# Complete Newbie



## Gregs79 (Oct 23, 2019)

Hi everyone,

Joined today following advice from a long standing member and looking forward to learning what I need to look out for.

Gregs79


----------



## Lefteye (Dec 30, 2014)

Welcome. Loads of info on here!!


----------



## Nillle (Sep 27, 2019)

Welcome aboard!


----------



## harman (Oct 24, 2019)

Gregs79 said:


> Hi everyone,
> 
> Joined today following advice from a long standing member and looking forward to learning what I need to look out for.
> 
> Gregs79


 me too!

you're in for a treat!


----------



## -Mac (Aug 22, 2019)

Welcome! I'm a recent joiner too and the folks here are really helpful


----------



## brewd (Jun 24, 2019)

Welcome to the forum.

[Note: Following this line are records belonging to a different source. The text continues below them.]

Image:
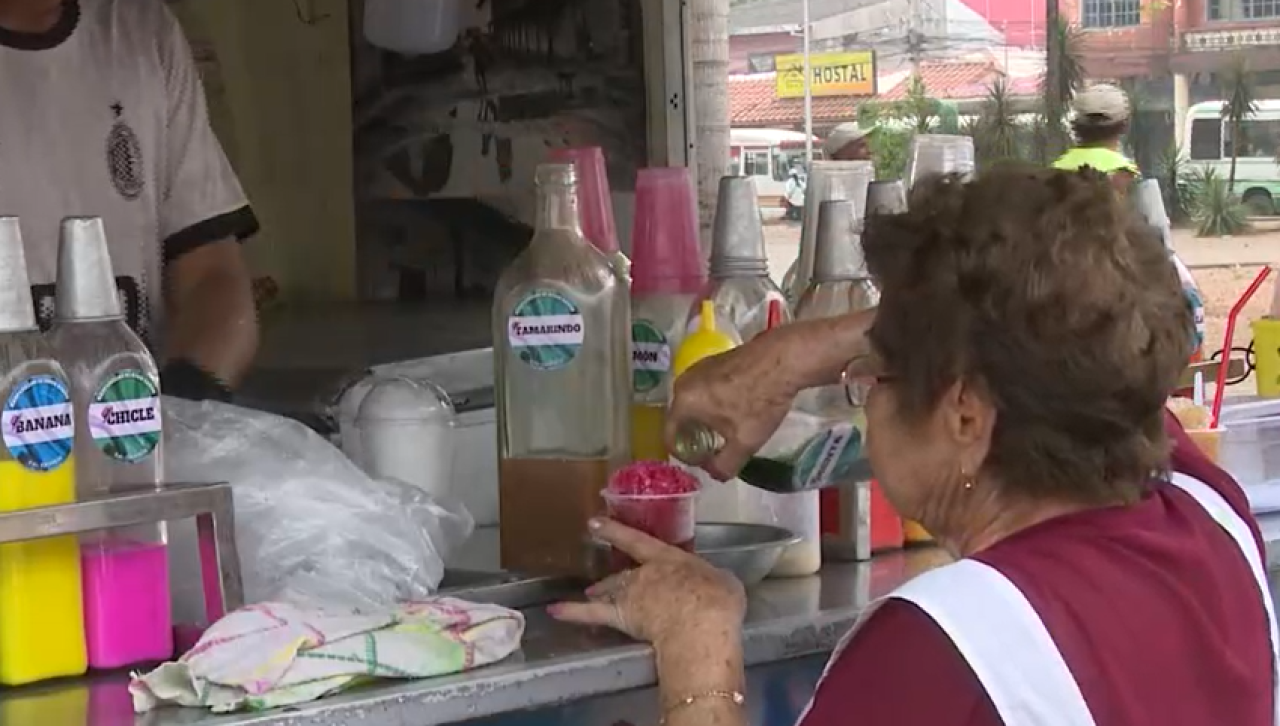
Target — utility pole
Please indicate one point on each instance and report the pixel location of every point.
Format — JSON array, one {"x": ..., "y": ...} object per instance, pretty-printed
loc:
[
  {"x": 1054, "y": 110},
  {"x": 808, "y": 87},
  {"x": 914, "y": 36}
]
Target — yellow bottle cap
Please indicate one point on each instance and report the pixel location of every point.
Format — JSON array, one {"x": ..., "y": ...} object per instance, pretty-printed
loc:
[{"x": 702, "y": 343}]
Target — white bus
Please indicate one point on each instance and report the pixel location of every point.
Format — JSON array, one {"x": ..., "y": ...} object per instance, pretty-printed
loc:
[
  {"x": 767, "y": 156},
  {"x": 1257, "y": 177}
]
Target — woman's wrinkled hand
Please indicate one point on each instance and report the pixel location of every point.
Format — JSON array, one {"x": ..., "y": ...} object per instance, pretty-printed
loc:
[
  {"x": 743, "y": 395},
  {"x": 671, "y": 594}
]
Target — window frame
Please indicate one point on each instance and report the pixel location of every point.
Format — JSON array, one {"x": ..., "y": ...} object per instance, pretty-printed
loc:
[{"x": 1111, "y": 13}]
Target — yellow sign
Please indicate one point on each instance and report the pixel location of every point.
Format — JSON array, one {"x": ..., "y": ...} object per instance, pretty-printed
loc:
[{"x": 833, "y": 74}]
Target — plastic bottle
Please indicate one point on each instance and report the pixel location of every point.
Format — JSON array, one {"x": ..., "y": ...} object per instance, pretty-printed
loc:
[
  {"x": 740, "y": 290},
  {"x": 740, "y": 284},
  {"x": 562, "y": 387},
  {"x": 115, "y": 391},
  {"x": 666, "y": 277},
  {"x": 796, "y": 512},
  {"x": 595, "y": 202},
  {"x": 41, "y": 611},
  {"x": 830, "y": 181}
]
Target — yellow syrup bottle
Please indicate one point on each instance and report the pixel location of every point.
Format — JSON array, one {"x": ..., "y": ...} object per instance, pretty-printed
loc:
[{"x": 41, "y": 611}]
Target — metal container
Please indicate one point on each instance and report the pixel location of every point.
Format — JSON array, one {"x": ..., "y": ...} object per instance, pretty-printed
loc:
[
  {"x": 745, "y": 549},
  {"x": 1150, "y": 202},
  {"x": 938, "y": 154},
  {"x": 886, "y": 197},
  {"x": 17, "y": 311},
  {"x": 86, "y": 284},
  {"x": 737, "y": 237},
  {"x": 830, "y": 181}
]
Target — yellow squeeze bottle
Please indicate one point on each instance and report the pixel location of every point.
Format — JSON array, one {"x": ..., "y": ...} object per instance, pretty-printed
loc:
[
  {"x": 702, "y": 343},
  {"x": 41, "y": 611}
]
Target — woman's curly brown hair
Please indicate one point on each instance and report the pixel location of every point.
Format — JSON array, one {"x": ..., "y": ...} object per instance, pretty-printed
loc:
[{"x": 1041, "y": 288}]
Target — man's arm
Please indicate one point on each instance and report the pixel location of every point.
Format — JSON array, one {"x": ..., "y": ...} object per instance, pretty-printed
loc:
[
  {"x": 210, "y": 324},
  {"x": 210, "y": 311}
]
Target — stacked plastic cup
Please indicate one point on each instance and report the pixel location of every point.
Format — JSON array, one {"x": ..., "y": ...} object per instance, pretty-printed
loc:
[
  {"x": 666, "y": 277},
  {"x": 664, "y": 254},
  {"x": 594, "y": 201}
]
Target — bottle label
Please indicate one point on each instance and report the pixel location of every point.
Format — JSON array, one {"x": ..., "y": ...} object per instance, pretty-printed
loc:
[
  {"x": 650, "y": 356},
  {"x": 124, "y": 416},
  {"x": 545, "y": 329},
  {"x": 836, "y": 455},
  {"x": 37, "y": 425}
]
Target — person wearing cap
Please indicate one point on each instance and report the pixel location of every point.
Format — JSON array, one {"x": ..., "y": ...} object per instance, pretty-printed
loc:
[
  {"x": 124, "y": 135},
  {"x": 1101, "y": 119},
  {"x": 794, "y": 196},
  {"x": 849, "y": 142}
]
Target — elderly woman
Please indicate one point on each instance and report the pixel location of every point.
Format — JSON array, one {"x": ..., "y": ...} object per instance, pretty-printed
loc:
[{"x": 1015, "y": 377}]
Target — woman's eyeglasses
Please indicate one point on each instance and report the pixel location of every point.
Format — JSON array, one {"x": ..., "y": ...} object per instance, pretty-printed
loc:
[{"x": 860, "y": 375}]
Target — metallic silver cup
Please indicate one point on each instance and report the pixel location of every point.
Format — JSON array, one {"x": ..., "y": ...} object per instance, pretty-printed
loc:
[
  {"x": 17, "y": 310},
  {"x": 86, "y": 281},
  {"x": 737, "y": 237}
]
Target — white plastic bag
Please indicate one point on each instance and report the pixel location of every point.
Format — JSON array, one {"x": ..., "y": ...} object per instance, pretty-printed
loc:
[{"x": 311, "y": 528}]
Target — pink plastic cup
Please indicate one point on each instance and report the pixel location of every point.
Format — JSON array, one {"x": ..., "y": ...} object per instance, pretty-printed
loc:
[
  {"x": 668, "y": 517},
  {"x": 664, "y": 254},
  {"x": 594, "y": 201}
]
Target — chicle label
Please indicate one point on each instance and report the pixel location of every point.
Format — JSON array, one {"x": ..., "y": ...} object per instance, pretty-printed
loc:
[
  {"x": 833, "y": 456},
  {"x": 37, "y": 424},
  {"x": 545, "y": 329},
  {"x": 650, "y": 356},
  {"x": 124, "y": 416}
]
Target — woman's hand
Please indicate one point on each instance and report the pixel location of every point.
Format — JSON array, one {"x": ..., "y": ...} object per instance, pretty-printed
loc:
[
  {"x": 741, "y": 395},
  {"x": 672, "y": 597},
  {"x": 744, "y": 395}
]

Some great info here.


----------



## martym (Nov 10, 2019)

welcome from another newbie ?


----------



## coffeechap (Apr 5, 2012)

Welcome welcome welcome any questions just ask, lots of helpful folk here


----------



## MildredM (Feb 13, 2017)

Welcome from me too


----------



## andreamark543 (Nov 12, 2019)

Welcome aboard dear, I hope you will enjoy.


----------